Urology 51(3): 455-459, 1998.
Stenner J, Holthaus K, Mackenzie SH, et al.
To measure the impact of ejaculation on the serum levels of prostate-specific antigen (PSA) in a prostate cancer-screening population.
Questionnaires regarding history of ejaculation were administered to all participants in a prostate cancer-screening trial. Two groups were analyzed. The first cohort consisted of 618 men who answered the questionnaire, and their serum PSA values were compared according to time since last ejaculation. The second cohort consisted of 89 volunteers who agreed to come back for a postejaculation PSA for whom a before and after ejaculation PSA was measured. Regression analysis was conducted between change in PSA and time since ejaculation as well as in the magnitude of change and baseline PSA.
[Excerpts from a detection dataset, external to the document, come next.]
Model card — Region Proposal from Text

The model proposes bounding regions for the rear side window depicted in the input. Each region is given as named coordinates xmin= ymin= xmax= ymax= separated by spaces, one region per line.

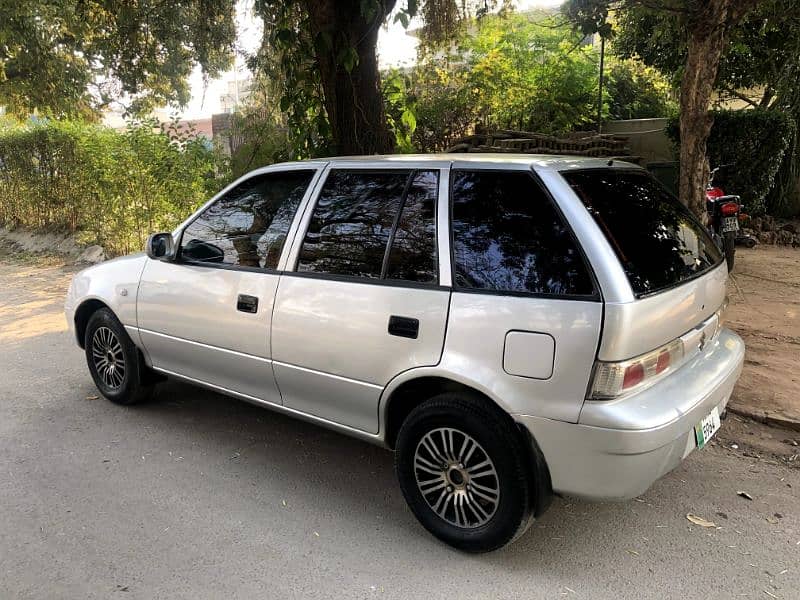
xmin=451 ymin=171 xmax=594 ymax=296
xmin=297 ymin=170 xmax=438 ymax=283
xmin=180 ymin=170 xmax=314 ymax=269
xmin=562 ymin=169 xmax=722 ymax=296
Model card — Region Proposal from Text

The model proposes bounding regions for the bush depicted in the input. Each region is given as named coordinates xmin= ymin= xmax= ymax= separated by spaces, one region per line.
xmin=0 ymin=121 xmax=225 ymax=255
xmin=667 ymin=109 xmax=795 ymax=215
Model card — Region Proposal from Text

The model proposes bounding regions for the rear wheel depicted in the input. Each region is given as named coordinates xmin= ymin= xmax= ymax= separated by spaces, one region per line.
xmin=84 ymin=308 xmax=153 ymax=404
xmin=722 ymin=231 xmax=736 ymax=273
xmin=395 ymin=393 xmax=536 ymax=552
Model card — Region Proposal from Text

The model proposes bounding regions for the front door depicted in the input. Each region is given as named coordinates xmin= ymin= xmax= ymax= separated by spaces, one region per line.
xmin=137 ymin=169 xmax=315 ymax=403
xmin=272 ymin=168 xmax=450 ymax=433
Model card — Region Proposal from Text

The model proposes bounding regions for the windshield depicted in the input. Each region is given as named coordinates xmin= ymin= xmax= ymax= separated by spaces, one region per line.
xmin=561 ymin=169 xmax=722 ymax=297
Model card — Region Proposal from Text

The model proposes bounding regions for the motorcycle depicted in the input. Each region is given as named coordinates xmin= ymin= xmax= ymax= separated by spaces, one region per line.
xmin=706 ymin=165 xmax=756 ymax=272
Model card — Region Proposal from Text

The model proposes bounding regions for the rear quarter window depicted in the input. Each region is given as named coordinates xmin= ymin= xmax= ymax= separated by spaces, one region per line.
xmin=561 ymin=169 xmax=722 ymax=297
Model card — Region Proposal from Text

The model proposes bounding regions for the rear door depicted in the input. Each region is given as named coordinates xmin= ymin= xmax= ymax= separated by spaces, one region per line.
xmin=442 ymin=166 xmax=603 ymax=422
xmin=137 ymin=168 xmax=316 ymax=403
xmin=272 ymin=166 xmax=450 ymax=433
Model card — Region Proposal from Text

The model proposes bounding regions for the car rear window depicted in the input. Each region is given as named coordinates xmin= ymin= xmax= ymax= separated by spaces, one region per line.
xmin=561 ymin=169 xmax=722 ymax=297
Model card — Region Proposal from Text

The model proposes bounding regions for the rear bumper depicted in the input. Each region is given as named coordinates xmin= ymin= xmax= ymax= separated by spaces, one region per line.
xmin=514 ymin=329 xmax=744 ymax=500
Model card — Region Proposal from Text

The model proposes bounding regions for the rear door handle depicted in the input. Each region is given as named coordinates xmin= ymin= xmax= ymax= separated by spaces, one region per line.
xmin=236 ymin=294 xmax=258 ymax=313
xmin=389 ymin=315 xmax=419 ymax=340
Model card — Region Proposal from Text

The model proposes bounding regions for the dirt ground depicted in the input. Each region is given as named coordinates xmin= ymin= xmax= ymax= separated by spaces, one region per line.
xmin=725 ymin=246 xmax=800 ymax=430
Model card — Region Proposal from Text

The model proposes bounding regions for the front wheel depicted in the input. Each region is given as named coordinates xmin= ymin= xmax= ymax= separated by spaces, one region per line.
xmin=722 ymin=231 xmax=736 ymax=273
xmin=84 ymin=308 xmax=153 ymax=404
xmin=395 ymin=393 xmax=537 ymax=552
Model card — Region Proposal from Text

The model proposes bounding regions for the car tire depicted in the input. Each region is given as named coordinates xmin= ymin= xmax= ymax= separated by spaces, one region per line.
xmin=395 ymin=393 xmax=539 ymax=553
xmin=84 ymin=308 xmax=154 ymax=405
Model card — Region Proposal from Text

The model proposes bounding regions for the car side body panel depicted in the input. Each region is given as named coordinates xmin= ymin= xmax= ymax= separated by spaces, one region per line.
xmin=64 ymin=252 xmax=149 ymax=345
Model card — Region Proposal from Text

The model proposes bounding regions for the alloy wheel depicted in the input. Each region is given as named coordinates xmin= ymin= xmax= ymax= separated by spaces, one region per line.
xmin=92 ymin=327 xmax=125 ymax=390
xmin=414 ymin=427 xmax=500 ymax=529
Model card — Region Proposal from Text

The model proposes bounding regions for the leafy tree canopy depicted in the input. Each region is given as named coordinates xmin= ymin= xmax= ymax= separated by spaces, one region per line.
xmin=614 ymin=0 xmax=800 ymax=105
xmin=0 ymin=0 xmax=235 ymax=116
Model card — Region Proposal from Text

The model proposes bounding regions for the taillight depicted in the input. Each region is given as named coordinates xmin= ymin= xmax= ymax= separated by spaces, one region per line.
xmin=589 ymin=338 xmax=683 ymax=400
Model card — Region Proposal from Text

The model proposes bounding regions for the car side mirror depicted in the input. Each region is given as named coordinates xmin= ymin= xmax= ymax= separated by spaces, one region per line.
xmin=144 ymin=233 xmax=175 ymax=261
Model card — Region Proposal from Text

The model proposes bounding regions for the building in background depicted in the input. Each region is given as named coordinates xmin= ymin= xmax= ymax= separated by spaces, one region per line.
xmin=219 ymin=73 xmax=253 ymax=113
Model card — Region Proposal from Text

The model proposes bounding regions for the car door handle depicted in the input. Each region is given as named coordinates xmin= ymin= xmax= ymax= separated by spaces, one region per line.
xmin=236 ymin=294 xmax=258 ymax=313
xmin=389 ymin=315 xmax=419 ymax=340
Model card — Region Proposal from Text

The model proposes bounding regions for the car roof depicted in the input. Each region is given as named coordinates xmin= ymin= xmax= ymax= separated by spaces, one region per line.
xmin=273 ymin=152 xmax=640 ymax=171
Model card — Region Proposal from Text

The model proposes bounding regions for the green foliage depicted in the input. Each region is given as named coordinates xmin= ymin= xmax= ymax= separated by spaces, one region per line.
xmin=409 ymin=62 xmax=479 ymax=152
xmin=667 ymin=109 xmax=795 ymax=214
xmin=381 ymin=69 xmax=417 ymax=153
xmin=461 ymin=15 xmax=598 ymax=133
xmin=404 ymin=13 xmax=673 ymax=151
xmin=614 ymin=0 xmax=800 ymax=98
xmin=606 ymin=59 xmax=677 ymax=119
xmin=0 ymin=120 xmax=219 ymax=254
xmin=0 ymin=0 xmax=235 ymax=118
xmin=230 ymin=111 xmax=293 ymax=179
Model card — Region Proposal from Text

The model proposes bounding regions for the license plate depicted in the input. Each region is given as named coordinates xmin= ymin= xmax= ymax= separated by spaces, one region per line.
xmin=694 ymin=406 xmax=720 ymax=448
xmin=722 ymin=217 xmax=739 ymax=233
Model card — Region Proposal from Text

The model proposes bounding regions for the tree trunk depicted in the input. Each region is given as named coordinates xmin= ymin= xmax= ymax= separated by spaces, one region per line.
xmin=679 ymin=0 xmax=758 ymax=217
xmin=304 ymin=0 xmax=396 ymax=155
xmin=679 ymin=0 xmax=729 ymax=217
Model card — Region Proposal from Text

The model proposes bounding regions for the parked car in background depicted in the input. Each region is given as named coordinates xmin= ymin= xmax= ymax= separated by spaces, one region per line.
xmin=66 ymin=154 xmax=744 ymax=552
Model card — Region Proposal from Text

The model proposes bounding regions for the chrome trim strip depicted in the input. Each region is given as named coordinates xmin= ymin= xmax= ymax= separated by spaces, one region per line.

The mean (+/-SD) age of the studied population was 60.43 +/- 9.23 years. A non-statistically significant difference in PSA levels was observed for either cohort. For the 89 volunteers the mean PSA change after ejaculation was -0.62 +/- 0.75 (not significant). Initially, the PSA decreased, and then after 9 hours a steady increase was observed. After 12 hours, the serum PSA returns to baseline. The regression analysis between baseline PSA and magnitude of change showed a strong correlation (r = .557). The higher the baseline PSA, the greater the magnitude of change.
FOR the total screened population, ejaculation has no clinically significant effect. Men should not be asked to abstain from sexual activities before a PSA-screening test.